I bought this book after listening to a presentation by the author. She's done through research into the facility's history and even had a couple of historical artifacts to pass around during the presentation. 
This is a close look at the GECO facility in Scarborough which produced a variety of ordinance during World War II and became well known for the quality of its output. The facility also had an extremely good safety record, with no fatalities due to the work itself.
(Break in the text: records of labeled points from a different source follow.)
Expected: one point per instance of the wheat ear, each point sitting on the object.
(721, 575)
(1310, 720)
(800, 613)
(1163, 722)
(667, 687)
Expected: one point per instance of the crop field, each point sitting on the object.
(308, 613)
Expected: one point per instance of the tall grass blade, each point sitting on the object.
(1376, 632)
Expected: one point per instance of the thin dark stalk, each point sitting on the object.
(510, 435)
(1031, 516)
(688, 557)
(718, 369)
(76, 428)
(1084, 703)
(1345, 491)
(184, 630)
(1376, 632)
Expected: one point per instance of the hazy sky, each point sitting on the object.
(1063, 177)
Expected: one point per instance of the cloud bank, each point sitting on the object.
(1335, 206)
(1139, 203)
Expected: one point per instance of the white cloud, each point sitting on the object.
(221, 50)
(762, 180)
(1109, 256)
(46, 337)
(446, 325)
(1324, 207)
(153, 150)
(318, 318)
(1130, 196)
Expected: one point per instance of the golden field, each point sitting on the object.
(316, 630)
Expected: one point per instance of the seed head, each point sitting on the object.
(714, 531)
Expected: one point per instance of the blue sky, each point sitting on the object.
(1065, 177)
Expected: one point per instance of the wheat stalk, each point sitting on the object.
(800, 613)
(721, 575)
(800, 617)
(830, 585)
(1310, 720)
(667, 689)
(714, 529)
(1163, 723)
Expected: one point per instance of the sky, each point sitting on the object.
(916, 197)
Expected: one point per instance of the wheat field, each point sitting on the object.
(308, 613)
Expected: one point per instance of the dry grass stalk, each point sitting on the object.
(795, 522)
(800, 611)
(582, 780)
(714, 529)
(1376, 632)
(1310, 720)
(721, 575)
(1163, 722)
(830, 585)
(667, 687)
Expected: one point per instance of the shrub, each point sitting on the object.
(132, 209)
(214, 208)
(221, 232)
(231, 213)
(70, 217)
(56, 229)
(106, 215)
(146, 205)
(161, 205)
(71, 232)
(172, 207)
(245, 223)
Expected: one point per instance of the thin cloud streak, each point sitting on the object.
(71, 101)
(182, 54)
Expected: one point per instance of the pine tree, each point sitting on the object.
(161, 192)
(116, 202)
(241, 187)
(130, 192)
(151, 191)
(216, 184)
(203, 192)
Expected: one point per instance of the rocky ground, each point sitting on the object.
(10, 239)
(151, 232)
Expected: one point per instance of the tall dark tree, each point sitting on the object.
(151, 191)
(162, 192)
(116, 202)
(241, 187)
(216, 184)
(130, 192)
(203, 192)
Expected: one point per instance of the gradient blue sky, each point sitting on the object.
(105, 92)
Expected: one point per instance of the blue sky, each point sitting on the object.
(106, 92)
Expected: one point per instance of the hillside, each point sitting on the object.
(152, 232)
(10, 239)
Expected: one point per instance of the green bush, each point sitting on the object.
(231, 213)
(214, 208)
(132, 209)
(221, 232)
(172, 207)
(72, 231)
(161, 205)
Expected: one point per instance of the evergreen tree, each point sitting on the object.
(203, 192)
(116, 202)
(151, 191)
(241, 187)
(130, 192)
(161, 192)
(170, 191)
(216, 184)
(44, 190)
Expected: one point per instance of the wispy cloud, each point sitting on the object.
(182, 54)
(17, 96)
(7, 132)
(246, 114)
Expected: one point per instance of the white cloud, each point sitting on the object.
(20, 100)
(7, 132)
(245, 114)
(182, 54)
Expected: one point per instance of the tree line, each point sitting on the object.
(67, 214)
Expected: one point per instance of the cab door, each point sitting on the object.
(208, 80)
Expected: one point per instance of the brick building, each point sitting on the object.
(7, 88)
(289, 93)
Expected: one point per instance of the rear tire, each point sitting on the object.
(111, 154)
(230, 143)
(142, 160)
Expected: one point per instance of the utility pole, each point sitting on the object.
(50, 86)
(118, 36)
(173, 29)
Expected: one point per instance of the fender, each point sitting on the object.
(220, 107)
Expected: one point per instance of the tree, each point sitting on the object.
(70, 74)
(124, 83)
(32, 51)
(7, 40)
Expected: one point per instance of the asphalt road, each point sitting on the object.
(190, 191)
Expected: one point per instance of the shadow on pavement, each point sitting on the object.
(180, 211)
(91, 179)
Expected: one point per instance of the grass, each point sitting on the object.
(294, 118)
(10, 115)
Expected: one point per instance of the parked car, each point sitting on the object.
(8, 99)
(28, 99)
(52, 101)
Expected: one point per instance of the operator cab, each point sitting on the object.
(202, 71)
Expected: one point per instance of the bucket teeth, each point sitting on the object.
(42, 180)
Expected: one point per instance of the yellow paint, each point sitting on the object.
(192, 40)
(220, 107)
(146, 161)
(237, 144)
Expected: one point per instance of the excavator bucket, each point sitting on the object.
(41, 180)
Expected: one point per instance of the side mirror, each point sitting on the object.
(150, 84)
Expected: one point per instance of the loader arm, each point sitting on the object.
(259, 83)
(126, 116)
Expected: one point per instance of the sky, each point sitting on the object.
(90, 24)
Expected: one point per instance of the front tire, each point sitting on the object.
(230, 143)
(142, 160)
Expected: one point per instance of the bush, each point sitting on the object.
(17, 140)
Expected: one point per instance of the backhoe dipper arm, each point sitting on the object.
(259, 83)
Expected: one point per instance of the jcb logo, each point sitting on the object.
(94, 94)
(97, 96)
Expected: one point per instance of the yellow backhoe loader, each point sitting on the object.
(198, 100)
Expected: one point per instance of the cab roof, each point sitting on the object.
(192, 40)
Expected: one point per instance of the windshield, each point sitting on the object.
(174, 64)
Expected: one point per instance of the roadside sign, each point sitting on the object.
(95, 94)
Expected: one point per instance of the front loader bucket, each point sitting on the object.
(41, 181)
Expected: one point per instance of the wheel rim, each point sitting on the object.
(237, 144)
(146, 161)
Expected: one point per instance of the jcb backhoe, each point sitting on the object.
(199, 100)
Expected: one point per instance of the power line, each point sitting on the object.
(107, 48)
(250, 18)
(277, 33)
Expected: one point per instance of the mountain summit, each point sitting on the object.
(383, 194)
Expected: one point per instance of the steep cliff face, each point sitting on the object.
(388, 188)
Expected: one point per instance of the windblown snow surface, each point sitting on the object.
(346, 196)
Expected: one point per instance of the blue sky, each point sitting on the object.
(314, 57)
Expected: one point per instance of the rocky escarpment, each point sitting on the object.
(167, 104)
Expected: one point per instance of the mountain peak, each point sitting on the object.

The only fatality was from a bus accident ferrying workers between the city and plant that happened in the parking lot of the site. 
Besides describing the site, including plans showing the layout, this book looks at the variety of work that happened there, including administrative and support work, and the planning that took place to design the transition from dirty side to clean side and back again, the design of the uniforms that staff wore, the work that was done to help morale and accommodate the other responsibilities of the primarily female workforce, and the history of the two brothers who built and ran the plant.
There are also numerous profiles of workers from both the factory side and the administrative side, which include portions of interviews with them and their families. 
I really enjoyed looking more deeply into this slice of history that Canada can certainly be proud of. Building a complex factory that was producing dangerous goods in record time, and maintaining a largely happy workforce in a safe manner is an accomplishment to be very proud of.